For most of this year, I’ve been writing next to windows overlooking a forest.

I’ve been grateful for the green.

I’ve been ecstatic, most mornings this fall, to be greeted with a blast of gold from all the broadleaf maples towering over our apartment.

And then the winds came, and in one week that I was away, most of the leaves disappeared.

I returned home to moss-shrouded tree skeletons, so pathetic in the cold wind and Portland gloom, I imagine them shivering.

But our hummingbirds have stayed loyal.  (We call them ours because we put up a feeder in spring, and drew hummers when our neighbors said they had not seen any in the ‘hood.)

No matter how cold or dark or wet, our little ruby-and-emerald beauties are steadfast.

They’re not battling so much as in summer, when their territorial antics gave us hours of Matrix-style entertainment — tiny wings batting a million miles a minute, forward, backward, then seemingly invisible in flight as they divebombed rivals.

They were waiting.

They were waiting for us to refill the feeder.

It still had lots of nectar, but the days had turned chilly.  Hadi decided yesterday we should be kind and brew a new batch of sugar water for our guests.

He served the nectar at room temperature.

No sooner had he refilled the thing, one saucy hummer was at the feeder, sipping long and — for him — slowly.
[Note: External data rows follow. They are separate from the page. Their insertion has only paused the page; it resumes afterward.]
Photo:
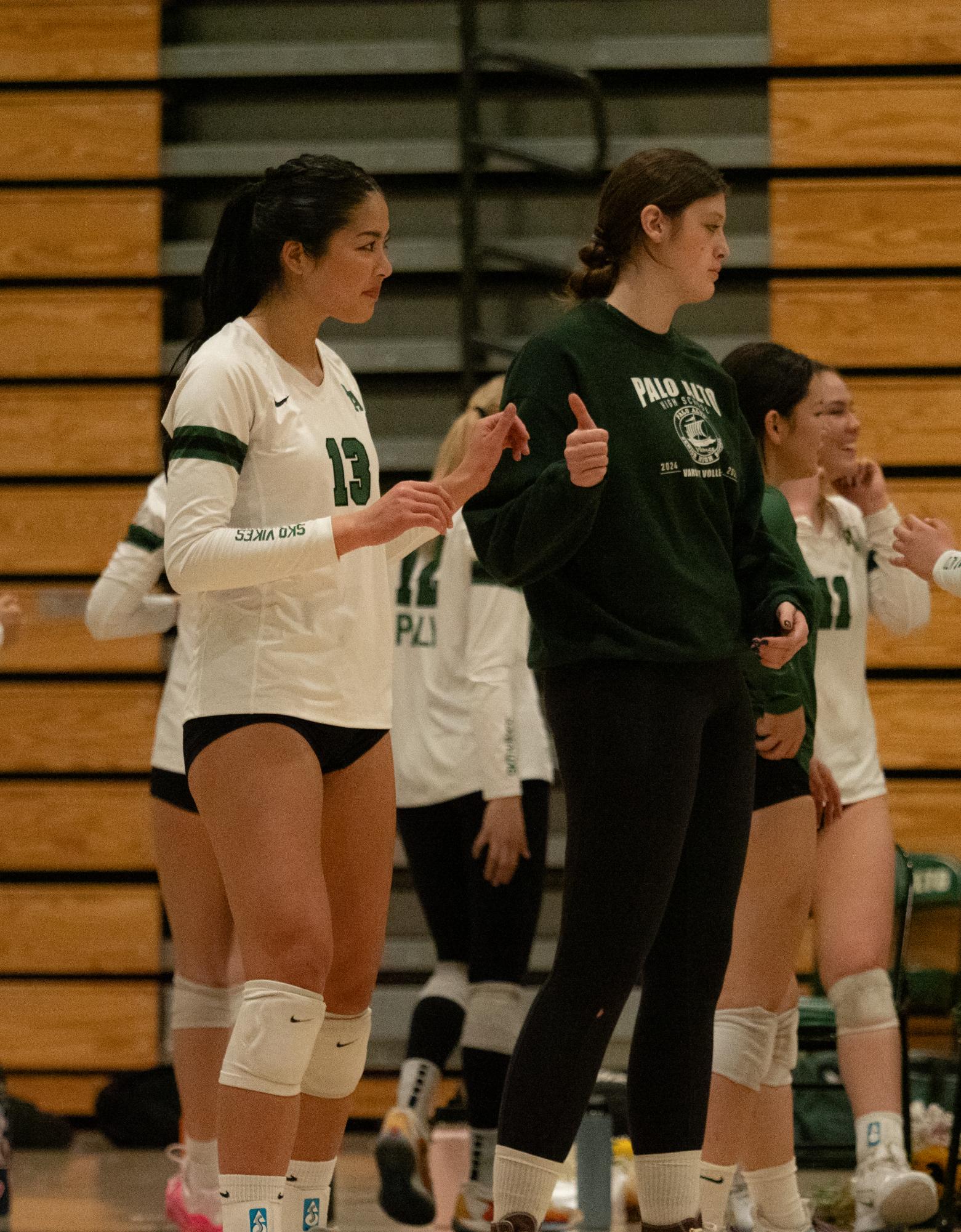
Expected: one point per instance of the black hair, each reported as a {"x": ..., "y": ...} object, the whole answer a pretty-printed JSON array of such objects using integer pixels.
[
  {"x": 768, "y": 377},
  {"x": 664, "y": 178}
]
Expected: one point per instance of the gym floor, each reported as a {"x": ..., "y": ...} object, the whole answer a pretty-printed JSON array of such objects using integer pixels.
[{"x": 95, "y": 1188}]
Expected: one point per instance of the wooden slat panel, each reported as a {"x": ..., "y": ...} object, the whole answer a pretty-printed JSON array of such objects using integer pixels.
[
  {"x": 927, "y": 815},
  {"x": 77, "y": 727},
  {"x": 66, "y": 1024},
  {"x": 876, "y": 222},
  {"x": 870, "y": 322},
  {"x": 63, "y": 1094},
  {"x": 63, "y": 529},
  {"x": 79, "y": 42},
  {"x": 97, "y": 332},
  {"x": 62, "y": 430},
  {"x": 82, "y": 930},
  {"x": 865, "y": 121},
  {"x": 55, "y": 638},
  {"x": 84, "y": 233},
  {"x": 81, "y": 135},
  {"x": 917, "y": 723},
  {"x": 908, "y": 421},
  {"x": 865, "y": 33},
  {"x": 74, "y": 824}
]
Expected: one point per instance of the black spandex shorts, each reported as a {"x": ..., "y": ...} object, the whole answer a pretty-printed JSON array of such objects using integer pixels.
[
  {"x": 778, "y": 781},
  {"x": 336, "y": 748},
  {"x": 173, "y": 789}
]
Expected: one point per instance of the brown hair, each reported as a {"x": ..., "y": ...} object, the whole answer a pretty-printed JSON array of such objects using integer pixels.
[{"x": 664, "y": 178}]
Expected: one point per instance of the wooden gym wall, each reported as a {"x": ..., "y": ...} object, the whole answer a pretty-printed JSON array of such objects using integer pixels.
[
  {"x": 865, "y": 238},
  {"x": 79, "y": 355}
]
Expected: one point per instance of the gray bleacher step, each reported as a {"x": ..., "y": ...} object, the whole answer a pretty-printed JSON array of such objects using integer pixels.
[
  {"x": 393, "y": 1005},
  {"x": 443, "y": 156},
  {"x": 372, "y": 58},
  {"x": 444, "y": 354},
  {"x": 443, "y": 256}
]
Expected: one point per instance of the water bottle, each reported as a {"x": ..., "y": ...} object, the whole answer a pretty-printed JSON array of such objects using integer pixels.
[{"x": 4, "y": 1159}]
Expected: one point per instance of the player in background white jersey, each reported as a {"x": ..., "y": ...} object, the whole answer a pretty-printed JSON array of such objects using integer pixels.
[
  {"x": 927, "y": 547},
  {"x": 845, "y": 530},
  {"x": 276, "y": 524},
  {"x": 207, "y": 975},
  {"x": 472, "y": 763}
]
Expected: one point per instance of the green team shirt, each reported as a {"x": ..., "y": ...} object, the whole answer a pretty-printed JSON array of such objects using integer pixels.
[
  {"x": 665, "y": 558},
  {"x": 782, "y": 690}
]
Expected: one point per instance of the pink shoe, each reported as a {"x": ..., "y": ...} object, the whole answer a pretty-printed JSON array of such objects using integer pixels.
[{"x": 191, "y": 1210}]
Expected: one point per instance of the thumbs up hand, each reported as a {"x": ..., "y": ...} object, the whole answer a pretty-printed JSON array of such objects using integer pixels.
[{"x": 587, "y": 448}]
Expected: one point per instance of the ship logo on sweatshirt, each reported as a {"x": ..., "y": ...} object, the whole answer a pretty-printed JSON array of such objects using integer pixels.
[{"x": 695, "y": 433}]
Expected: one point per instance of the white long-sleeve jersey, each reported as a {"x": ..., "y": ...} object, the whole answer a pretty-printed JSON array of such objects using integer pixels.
[
  {"x": 262, "y": 462},
  {"x": 947, "y": 572},
  {"x": 850, "y": 561},
  {"x": 123, "y": 605},
  {"x": 466, "y": 710}
]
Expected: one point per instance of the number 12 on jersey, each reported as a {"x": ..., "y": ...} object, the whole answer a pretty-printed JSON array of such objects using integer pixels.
[{"x": 359, "y": 491}]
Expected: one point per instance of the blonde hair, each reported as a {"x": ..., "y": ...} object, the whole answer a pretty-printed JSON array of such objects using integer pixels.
[{"x": 485, "y": 401}]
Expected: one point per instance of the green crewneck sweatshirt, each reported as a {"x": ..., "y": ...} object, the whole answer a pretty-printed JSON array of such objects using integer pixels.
[
  {"x": 665, "y": 560},
  {"x": 779, "y": 693}
]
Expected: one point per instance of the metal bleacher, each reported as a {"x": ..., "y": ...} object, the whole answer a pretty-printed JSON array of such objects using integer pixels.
[{"x": 248, "y": 86}]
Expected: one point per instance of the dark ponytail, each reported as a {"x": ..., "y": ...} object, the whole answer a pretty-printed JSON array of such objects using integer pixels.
[
  {"x": 768, "y": 377},
  {"x": 306, "y": 199},
  {"x": 665, "y": 178}
]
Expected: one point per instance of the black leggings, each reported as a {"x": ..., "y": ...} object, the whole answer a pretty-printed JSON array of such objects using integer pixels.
[
  {"x": 488, "y": 928},
  {"x": 658, "y": 769}
]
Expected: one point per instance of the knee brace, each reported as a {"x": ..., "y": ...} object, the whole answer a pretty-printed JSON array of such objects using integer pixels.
[
  {"x": 493, "y": 1018},
  {"x": 450, "y": 982},
  {"x": 784, "y": 1057},
  {"x": 744, "y": 1041},
  {"x": 204, "y": 1005},
  {"x": 864, "y": 1002},
  {"x": 274, "y": 1036},
  {"x": 340, "y": 1053}
]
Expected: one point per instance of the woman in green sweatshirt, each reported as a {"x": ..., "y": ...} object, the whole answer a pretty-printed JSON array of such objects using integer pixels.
[
  {"x": 633, "y": 529},
  {"x": 749, "y": 1116}
]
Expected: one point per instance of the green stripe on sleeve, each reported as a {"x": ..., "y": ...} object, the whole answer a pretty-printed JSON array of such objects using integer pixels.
[
  {"x": 196, "y": 441},
  {"x": 141, "y": 537}
]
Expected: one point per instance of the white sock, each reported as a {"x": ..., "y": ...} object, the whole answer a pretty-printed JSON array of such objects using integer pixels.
[
  {"x": 523, "y": 1183},
  {"x": 482, "y": 1156},
  {"x": 417, "y": 1088},
  {"x": 203, "y": 1170},
  {"x": 879, "y": 1129},
  {"x": 253, "y": 1204},
  {"x": 776, "y": 1196},
  {"x": 668, "y": 1186},
  {"x": 717, "y": 1180},
  {"x": 307, "y": 1194}
]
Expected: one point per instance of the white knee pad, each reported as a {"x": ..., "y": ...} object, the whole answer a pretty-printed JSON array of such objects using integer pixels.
[
  {"x": 274, "y": 1036},
  {"x": 204, "y": 1005},
  {"x": 450, "y": 982},
  {"x": 744, "y": 1041},
  {"x": 340, "y": 1053},
  {"x": 494, "y": 1018},
  {"x": 785, "y": 1050},
  {"x": 864, "y": 1002}
]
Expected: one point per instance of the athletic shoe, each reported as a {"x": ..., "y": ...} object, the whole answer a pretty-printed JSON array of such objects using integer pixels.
[
  {"x": 888, "y": 1193},
  {"x": 402, "y": 1161},
  {"x": 191, "y": 1210},
  {"x": 475, "y": 1211}
]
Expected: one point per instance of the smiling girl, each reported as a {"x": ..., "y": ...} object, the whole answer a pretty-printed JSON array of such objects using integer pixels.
[
  {"x": 275, "y": 521},
  {"x": 636, "y": 537}
]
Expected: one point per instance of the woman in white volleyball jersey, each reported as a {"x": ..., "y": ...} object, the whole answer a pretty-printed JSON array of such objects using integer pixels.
[
  {"x": 276, "y": 524},
  {"x": 206, "y": 965},
  {"x": 846, "y": 535},
  {"x": 473, "y": 769}
]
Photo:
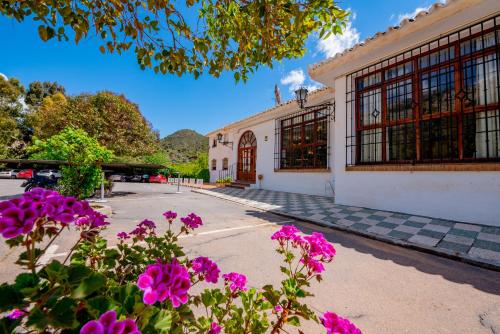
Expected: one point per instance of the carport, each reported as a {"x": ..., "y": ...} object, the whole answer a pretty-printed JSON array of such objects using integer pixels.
[{"x": 109, "y": 168}]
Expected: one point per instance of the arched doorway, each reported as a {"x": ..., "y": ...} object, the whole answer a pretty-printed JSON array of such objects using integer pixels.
[{"x": 247, "y": 155}]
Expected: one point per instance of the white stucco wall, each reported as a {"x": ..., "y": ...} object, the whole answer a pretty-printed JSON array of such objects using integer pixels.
[
  {"x": 219, "y": 153},
  {"x": 305, "y": 182},
  {"x": 463, "y": 196}
]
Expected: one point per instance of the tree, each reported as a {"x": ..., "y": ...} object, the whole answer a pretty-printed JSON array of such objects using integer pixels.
[
  {"x": 84, "y": 156},
  {"x": 113, "y": 120},
  {"x": 11, "y": 92},
  {"x": 189, "y": 37},
  {"x": 37, "y": 91}
]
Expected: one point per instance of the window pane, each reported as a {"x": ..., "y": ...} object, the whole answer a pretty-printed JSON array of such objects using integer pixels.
[
  {"x": 482, "y": 135},
  {"x": 438, "y": 57},
  {"x": 370, "y": 107},
  {"x": 399, "y": 70},
  {"x": 308, "y": 117},
  {"x": 309, "y": 133},
  {"x": 399, "y": 100},
  {"x": 296, "y": 135},
  {"x": 439, "y": 139},
  {"x": 321, "y": 130},
  {"x": 369, "y": 80},
  {"x": 401, "y": 142},
  {"x": 481, "y": 76},
  {"x": 478, "y": 43},
  {"x": 287, "y": 138},
  {"x": 438, "y": 91},
  {"x": 371, "y": 145}
]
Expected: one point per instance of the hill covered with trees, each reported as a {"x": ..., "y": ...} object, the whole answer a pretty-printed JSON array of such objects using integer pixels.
[{"x": 184, "y": 146}]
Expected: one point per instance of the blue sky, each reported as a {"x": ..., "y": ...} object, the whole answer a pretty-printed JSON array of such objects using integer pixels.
[{"x": 170, "y": 102}]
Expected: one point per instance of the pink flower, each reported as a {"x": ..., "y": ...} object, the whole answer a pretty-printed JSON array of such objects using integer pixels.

Then another.  Then another.

No one was fighting.  All were sharing.

Hmmm … after a summer of fighting, they seem to have settled into a feeding pattern of common good.

How do I know?

Because at 9 p.m., I could still see two hummingbirds taking turns at the feeder next to our windows.

We have tried to take a good close-up of our tiny neighbors, but even stepping quietly on the deck is alarming, and they usually dart away.

Same with shooting through the windows.  Our shadows seem to disturb them.

So these are the only shots we managed all year.

I’m grateful they’re not as good as we wanted them to be.